My Tivo has been languishing on the floor in our study for over a year now. We ran it side by side with a SkyHD box for a while, and then as we used it less and less (despite swearing at the Sky box and it's complete loss of several recordings and forgetting about season passes) - I decided to cut the cord and cancel the monthly sub (yup - not a lifetimer, but that £10 was worth every penny ...)

As the Sky Sub lapsed and we reverted back to FreeView, we lumped for a dual tuner Humax, which we still use now.

I was whistfully waiting for the Nero Tivo Software with vague hopes of rolling my own, but sadly not in the UK.

Then Virgin came to the rescue! And mines being installed next week.

And the S1 service was announced to be closing in June. I silently curse my sentimental decision not to flea bay the Tivo earlier. 

But now I'm considering sending my beloved Tivo to the EPG project, that others may love the original bloop blooper in a different format.

Ahead of your time, betrayed by the hand of Murdoch, we'll miss you S1 - you've been a loyal and steadfast example of technology done well. And a shining bastion of usability in the face of mediocrity elsewhere.

*sniff*

I might drive over it in a tank, just to prove that it probably WOULD be absolutely fine and keep recording throughout ...


----------



## Jo.Cassady (Jul 21, 2002)

steveroe said:


> Please consider loaning/donating your unused Tivos to the replacement EPG project, details over on the Tivoland.com forums.


I find this post intriguing

What's most hysterical about the v1 TiVo is how gigantic the box is.

Other than that, it's still very functional, supreme piece of kit. it's a joy to use, cant' imagine anything else coming _close_. And I'm a gadget nerd, I've tried them all.

to OP: Why do you have _three_ TiVos?


----------



## cwaring (Feb 12, 2002)

Jo.Cassady said:


> to OP: Why do you have _three_ TiVos?


Three TVs? How many do you have? And why that number?

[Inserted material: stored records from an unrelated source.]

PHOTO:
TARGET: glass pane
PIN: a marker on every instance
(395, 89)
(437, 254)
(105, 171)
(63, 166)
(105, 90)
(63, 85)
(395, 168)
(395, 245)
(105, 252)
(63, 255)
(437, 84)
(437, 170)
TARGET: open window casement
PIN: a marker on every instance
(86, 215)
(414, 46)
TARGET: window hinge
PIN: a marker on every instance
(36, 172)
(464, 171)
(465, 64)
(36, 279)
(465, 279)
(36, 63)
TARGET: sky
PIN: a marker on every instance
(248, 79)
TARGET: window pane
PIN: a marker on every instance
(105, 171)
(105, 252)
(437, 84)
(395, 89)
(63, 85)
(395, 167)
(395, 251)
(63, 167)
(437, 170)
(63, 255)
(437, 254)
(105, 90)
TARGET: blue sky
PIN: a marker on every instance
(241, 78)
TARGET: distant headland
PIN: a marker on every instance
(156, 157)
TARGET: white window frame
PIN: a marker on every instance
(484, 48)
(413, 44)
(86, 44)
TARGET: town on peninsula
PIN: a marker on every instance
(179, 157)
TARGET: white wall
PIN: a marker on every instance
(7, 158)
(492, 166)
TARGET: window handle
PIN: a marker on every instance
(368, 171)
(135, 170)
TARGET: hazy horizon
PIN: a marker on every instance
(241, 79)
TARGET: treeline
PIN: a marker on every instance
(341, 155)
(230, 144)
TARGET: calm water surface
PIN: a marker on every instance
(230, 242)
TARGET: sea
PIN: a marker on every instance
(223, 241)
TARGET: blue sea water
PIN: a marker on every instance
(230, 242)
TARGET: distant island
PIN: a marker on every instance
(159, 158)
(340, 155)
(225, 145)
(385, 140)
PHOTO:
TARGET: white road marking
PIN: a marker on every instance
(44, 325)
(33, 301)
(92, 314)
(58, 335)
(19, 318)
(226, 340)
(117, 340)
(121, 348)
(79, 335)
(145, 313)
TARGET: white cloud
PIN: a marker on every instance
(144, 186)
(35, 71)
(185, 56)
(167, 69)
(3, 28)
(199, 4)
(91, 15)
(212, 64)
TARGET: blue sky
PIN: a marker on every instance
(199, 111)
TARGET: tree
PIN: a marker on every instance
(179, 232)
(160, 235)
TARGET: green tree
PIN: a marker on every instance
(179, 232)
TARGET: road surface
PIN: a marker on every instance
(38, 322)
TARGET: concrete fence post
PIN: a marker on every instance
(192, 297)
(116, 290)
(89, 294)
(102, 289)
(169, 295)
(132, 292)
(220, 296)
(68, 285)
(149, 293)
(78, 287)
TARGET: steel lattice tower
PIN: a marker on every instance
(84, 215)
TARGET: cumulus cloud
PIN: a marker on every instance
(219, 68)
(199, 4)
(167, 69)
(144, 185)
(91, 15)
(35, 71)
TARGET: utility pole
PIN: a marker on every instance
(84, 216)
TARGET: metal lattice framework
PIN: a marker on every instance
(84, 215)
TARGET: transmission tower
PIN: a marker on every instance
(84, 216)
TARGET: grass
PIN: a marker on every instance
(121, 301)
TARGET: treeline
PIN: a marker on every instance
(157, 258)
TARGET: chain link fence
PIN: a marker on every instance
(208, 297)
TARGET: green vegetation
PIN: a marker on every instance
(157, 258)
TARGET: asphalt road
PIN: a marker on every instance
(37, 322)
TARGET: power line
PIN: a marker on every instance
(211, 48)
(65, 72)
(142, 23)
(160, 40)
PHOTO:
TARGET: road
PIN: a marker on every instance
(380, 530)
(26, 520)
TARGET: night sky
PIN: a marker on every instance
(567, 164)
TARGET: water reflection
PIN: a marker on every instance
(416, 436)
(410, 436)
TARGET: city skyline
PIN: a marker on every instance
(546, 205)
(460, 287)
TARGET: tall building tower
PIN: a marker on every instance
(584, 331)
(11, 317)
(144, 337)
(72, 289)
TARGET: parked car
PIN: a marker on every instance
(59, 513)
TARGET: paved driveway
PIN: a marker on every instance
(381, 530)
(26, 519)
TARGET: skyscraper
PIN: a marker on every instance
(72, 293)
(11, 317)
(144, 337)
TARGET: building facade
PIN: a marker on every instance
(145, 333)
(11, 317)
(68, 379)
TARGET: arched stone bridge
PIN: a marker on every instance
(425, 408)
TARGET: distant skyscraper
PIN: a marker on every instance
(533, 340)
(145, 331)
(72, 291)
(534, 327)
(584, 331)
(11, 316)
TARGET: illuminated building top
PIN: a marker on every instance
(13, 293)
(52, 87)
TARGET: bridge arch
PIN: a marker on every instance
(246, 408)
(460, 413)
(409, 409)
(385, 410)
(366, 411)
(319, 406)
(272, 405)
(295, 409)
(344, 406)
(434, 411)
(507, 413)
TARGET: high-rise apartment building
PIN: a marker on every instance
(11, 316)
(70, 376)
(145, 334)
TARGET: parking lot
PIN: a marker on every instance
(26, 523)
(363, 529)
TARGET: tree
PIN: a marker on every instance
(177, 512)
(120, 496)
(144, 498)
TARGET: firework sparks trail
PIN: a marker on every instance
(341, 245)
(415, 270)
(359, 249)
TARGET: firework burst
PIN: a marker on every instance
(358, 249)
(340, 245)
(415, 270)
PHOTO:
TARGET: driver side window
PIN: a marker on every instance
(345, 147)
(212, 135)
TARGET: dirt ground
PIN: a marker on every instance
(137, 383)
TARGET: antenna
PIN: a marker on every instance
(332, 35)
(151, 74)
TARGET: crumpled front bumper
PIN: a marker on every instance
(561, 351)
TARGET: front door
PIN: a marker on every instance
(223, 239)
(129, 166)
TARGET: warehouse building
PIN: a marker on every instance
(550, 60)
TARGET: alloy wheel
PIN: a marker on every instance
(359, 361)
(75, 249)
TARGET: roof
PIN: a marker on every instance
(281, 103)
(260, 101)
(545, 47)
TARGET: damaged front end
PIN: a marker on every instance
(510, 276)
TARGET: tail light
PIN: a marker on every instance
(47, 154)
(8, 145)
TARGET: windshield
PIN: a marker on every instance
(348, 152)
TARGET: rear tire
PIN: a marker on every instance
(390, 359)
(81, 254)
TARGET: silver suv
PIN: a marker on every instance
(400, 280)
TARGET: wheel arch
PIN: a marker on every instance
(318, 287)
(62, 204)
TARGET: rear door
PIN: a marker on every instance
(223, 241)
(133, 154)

(Sorry. Just seems like a silly question to me )


----------



## verses (Nov 6, 2002)

I'll be doing the same before long.

I've had TiVo since 2001 (Dixons &#163;99 sell off) and bought a lifetime sub there and then. It owes me nothing, but will be sorely missed.

As Freeview reception in my area is pretty patchy (and predicted to continue being so after the switch over - coincidentally also planned for June this year) I'm planning on getting set up with FreeSat and getting a Foxsat HDR box.
By the time I've had a dish installed and bought the box it'll have cost me about the same as the TiVo and if it lasts me half as long I don't think it'll have done too badly. I just hope it's loosely comparable to TiVo's ease of use and array of functionality.

RIP Series 1 TiVo


----------



## TCM2007 (Dec 25, 2006)

I'd be pretty confident that the Replacement EPG project will work, so you don't NEED to bin your TiVos if you don't want to. Hang on in there!


----------



## steford (Oct 9, 2002)

I'm thinking it's about time to retire the Tivo too and have a bit of a clearout under the TV. Thinking about ditching the Sky sub and going for the Humax Freesat box. From the look of things it can do almost everything I'm using my Tivo for with some nice extras like iPlayer, HD and twin tuners albeit without the interface we know and love. Sad but time to move on I fear :-(


----------



## mutant_matt2 (Dec 16, 2008)

One reason I looked long and hard at the Foxsat HDR, and decided against it is, the menus are so slow and clunky, it would drive me mad!! Up until now, the only reason I was considering it as an addition to my TiVo, was to record BBC1,HD/ITV HD. However, I think the alternative EPG will happen, and hopefully/probably, in time too, so I'm not *that* bothered, yet...

If I *have* to replace the TiVo, I'm currently leaning towards building a Myth box with a tuner for recording the Sky channels, and a twin tuner Freesat HD card for everything else. I will probably build one anyway, as a proof of concept, if nothing else but to try it.


----------



## Sneals2000 (Aug 25, 2002)

mutant_matt2 said:


> If I *have* to replace the TiVo, I'm currently leaning towards building a Myth box with a tuner for recording the Sky channels, and a twin tuner Freesat HD card for everything else. I will probably build one anyway, as a proof of concept, if nothing else but to try it.


I keep trying Myth every year or so in the hope that it is a replacement for WMC - but it never seems to be quite there. Since DVBLogic created TV Source (virtual tuners, proper handling of plugins etc.) and their Network pack - 7MC has become quite a good solution for me.


----------